Prosus counts in its global portfolio companies such as Tencent, Brainly, Byju’s, Eruditus, LazyPay, Meesho, Movile, OLX, PayU, Remitly, SimilarWeb, Shipper, Skillsoft, Swiggy, Udemy, Mail.ru, Trip.com and DeliveryHero.

MN Srinivasu, co-founder of BillDesk, said: “This investment by Prosus validates the significant opportunity in India for digital payments that is being propelled by innovation and the progressive regulatory framework put into place by the Reserve Bank of India, India’s central bank.”

According to the 2020-21 annual report of the Reserve Bank of India, the number of transactions for digital retail payments has grown by more than 80% from 24 billion in 2018-19 to 44 billion to 2020-21.

Over the next three years, RBI expects more than 200 million new users to adopt digital payments with the average annual transactions per capita rising tenfold from 22 to 220.

BillDesk, investors

BillDesk was founded in 2020 by accounting firm Arthur Andersen’s former employees Srinivasu, Ajay Kaushal and Karthik Ganapathy. The company provides electronic transaction processing services to banks, e-commerce companies, telecom operators and state utilities.

It competes with billing aggregators such as RazorPay and is backed by, among others, General Atlantic, TA Associates, Clearstone Venture Partners and Singapore state investment firm Temasek.

Clearstone and TA Associates were among the early set of investors and are believed to have partially exited in the past. General Atlantic and Temasek had come in around five years ago and had picked up a stake at a valuation of around $600 million. While the early investors will be harvesting high returns, even the late-stage PE backers are likely to pocket around eight-fold returns in the exit, implying an internal rate of return of more than 50%.

TA Associates, in particular, has been on a roll this year with multiple multi-bagger exits and partial exits (click here for a more detailed piece).

Another strategic investor that would get an exit in the transaction is Visa, which had come as a shareholder a couple of years ago. Visa is also likely to triple its money in a short period.

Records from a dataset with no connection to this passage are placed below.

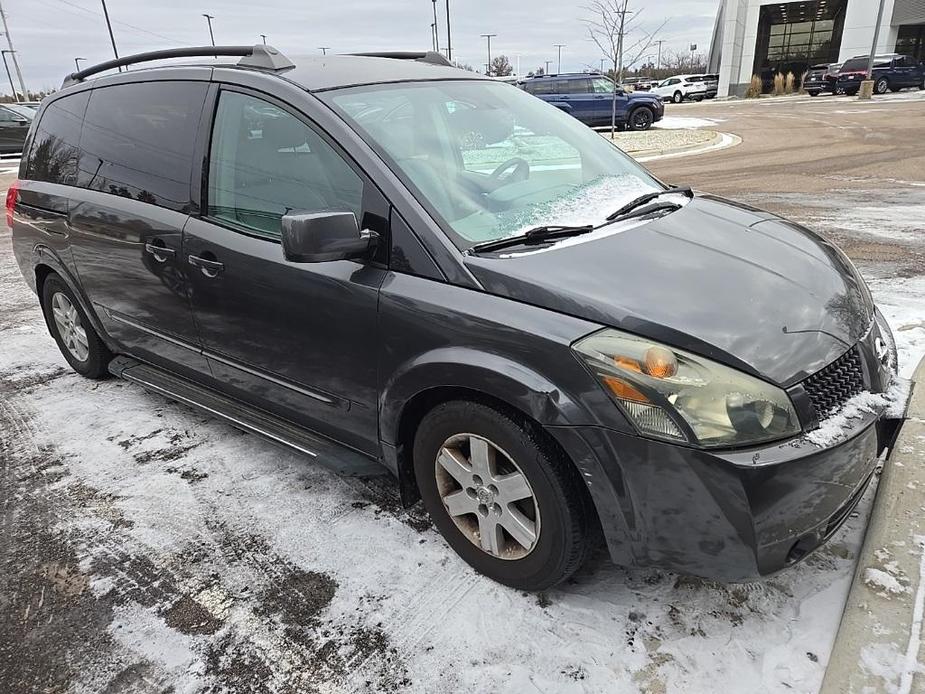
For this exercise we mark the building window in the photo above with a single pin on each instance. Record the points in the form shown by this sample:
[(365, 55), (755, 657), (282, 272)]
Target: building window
[(911, 41), (794, 36)]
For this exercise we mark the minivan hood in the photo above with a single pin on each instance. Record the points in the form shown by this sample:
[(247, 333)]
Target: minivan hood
[(731, 283)]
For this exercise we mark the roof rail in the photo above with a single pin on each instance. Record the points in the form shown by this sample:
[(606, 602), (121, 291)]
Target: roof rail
[(431, 57), (259, 56)]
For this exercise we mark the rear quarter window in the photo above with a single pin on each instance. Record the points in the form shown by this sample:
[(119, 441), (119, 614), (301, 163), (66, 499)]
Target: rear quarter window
[(137, 141), (55, 153)]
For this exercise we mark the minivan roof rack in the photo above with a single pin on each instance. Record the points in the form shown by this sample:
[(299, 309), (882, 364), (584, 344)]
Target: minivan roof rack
[(259, 56), (431, 57)]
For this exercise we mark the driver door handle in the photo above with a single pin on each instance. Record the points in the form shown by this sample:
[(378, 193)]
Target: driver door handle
[(210, 268)]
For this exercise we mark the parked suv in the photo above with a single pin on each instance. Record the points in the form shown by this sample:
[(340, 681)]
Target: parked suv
[(14, 126), (821, 79), (891, 73), (589, 98), (374, 259), (680, 87)]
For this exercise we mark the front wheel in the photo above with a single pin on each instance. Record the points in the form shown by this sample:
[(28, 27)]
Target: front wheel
[(642, 118), (68, 324), (502, 496)]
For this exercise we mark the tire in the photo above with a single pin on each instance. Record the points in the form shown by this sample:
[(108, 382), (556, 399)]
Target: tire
[(641, 118), (68, 324), (557, 506)]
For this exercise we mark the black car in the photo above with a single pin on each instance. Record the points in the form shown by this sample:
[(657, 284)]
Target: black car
[(390, 259), (821, 79), (590, 99), (14, 126), (890, 73)]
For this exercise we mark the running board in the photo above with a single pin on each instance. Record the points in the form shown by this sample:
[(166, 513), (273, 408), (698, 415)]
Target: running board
[(340, 459)]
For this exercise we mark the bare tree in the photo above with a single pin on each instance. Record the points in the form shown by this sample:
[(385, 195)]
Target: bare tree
[(614, 28), (501, 66)]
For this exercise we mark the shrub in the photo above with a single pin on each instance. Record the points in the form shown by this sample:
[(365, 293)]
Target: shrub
[(779, 83), (755, 88)]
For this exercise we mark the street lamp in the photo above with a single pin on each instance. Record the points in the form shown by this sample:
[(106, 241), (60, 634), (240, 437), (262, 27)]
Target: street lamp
[(209, 19), (9, 76), (436, 29), (449, 41), (112, 38), (559, 46), (489, 37)]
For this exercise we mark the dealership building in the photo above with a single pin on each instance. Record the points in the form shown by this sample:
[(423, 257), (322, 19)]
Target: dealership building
[(764, 37)]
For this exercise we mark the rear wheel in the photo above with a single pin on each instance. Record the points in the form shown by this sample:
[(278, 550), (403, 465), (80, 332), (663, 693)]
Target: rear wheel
[(642, 118), (502, 496), (68, 324)]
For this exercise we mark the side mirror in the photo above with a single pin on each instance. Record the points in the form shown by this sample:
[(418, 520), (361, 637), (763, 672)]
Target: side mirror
[(321, 237)]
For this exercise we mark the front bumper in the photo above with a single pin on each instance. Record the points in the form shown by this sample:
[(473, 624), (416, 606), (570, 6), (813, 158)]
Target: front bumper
[(727, 516)]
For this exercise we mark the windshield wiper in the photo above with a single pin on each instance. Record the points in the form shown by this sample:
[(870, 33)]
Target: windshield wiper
[(532, 237), (648, 197)]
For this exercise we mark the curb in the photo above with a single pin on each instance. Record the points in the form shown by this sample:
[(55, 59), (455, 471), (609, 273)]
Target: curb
[(879, 641)]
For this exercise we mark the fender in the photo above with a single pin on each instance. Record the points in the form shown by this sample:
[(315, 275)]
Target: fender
[(43, 255), (459, 367)]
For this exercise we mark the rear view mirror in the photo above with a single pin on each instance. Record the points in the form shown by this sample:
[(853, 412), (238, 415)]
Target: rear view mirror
[(321, 237)]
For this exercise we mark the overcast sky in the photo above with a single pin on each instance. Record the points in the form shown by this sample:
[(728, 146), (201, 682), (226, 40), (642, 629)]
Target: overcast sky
[(49, 34)]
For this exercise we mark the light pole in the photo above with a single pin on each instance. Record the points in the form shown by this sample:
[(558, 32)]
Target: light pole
[(489, 37), (449, 40), (209, 19), (9, 76), (867, 86), (112, 37), (436, 29), (9, 43), (559, 46)]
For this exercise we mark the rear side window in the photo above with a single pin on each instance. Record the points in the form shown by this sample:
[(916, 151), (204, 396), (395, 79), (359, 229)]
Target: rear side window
[(264, 163), (138, 140), (55, 153)]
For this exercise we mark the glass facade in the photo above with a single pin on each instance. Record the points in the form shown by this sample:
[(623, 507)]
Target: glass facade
[(794, 36), (911, 41)]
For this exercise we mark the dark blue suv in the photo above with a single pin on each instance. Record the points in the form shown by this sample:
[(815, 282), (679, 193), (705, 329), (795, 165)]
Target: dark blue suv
[(891, 72), (588, 97)]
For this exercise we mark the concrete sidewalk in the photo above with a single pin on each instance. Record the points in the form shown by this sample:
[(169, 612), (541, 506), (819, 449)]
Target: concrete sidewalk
[(879, 643)]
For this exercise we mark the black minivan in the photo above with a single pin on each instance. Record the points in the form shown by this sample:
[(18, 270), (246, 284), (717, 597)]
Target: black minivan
[(390, 259)]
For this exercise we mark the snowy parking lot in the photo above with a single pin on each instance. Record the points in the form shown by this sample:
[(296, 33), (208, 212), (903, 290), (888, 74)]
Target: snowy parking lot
[(149, 548)]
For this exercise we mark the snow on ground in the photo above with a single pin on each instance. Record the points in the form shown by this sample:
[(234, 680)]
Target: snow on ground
[(684, 123), (212, 560)]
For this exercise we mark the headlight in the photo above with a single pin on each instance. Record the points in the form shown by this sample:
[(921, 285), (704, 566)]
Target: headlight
[(671, 394)]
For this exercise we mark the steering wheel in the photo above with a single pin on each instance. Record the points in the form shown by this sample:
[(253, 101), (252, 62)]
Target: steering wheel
[(519, 168)]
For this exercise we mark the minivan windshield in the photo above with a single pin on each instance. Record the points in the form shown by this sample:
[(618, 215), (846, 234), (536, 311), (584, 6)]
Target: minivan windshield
[(489, 160)]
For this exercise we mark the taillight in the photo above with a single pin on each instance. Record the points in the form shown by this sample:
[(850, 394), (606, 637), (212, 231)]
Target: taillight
[(12, 195)]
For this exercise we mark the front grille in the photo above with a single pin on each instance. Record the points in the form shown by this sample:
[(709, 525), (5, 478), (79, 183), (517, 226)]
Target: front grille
[(837, 383)]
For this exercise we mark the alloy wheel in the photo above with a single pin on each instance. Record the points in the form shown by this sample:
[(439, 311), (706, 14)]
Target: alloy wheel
[(487, 496), (72, 333)]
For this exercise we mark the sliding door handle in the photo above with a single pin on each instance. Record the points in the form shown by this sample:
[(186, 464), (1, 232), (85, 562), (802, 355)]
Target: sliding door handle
[(209, 268), (159, 251)]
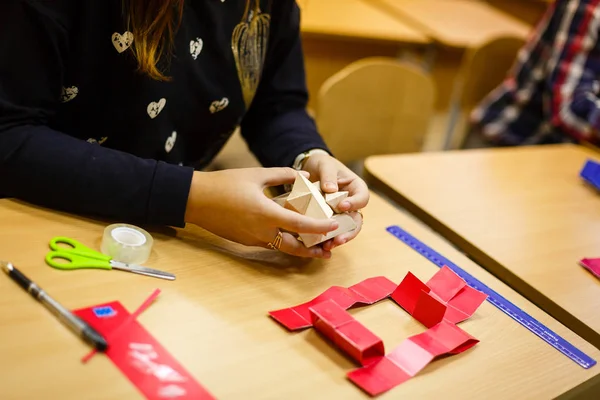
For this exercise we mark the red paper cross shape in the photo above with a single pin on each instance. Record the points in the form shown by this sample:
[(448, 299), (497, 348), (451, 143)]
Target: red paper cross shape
[(441, 303)]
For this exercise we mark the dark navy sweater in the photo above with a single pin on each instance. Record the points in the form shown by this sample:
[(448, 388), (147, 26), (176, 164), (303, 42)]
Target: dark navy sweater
[(82, 131)]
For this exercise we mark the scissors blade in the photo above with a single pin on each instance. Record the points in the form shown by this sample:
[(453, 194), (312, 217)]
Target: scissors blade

The value of the net assets under BillDesk as of March 31, 2021, was Rs 1,888.1 crore ($256.9 million). The unaudited profit after tax attributable to the net assets for 2020-21 was Rs 270.6 crore ($36.8 million), translating into an embedded valuation of 128 times its last year’s profit. BillDesk was one of the early tech startups to start generating profits several years ago.

Prosus said the purchase price reflects BillDesk’s multi-year track record of strong revenue and profit growth as well as the expectation for continued strong future growth in a rapidly expanding India digital payments market.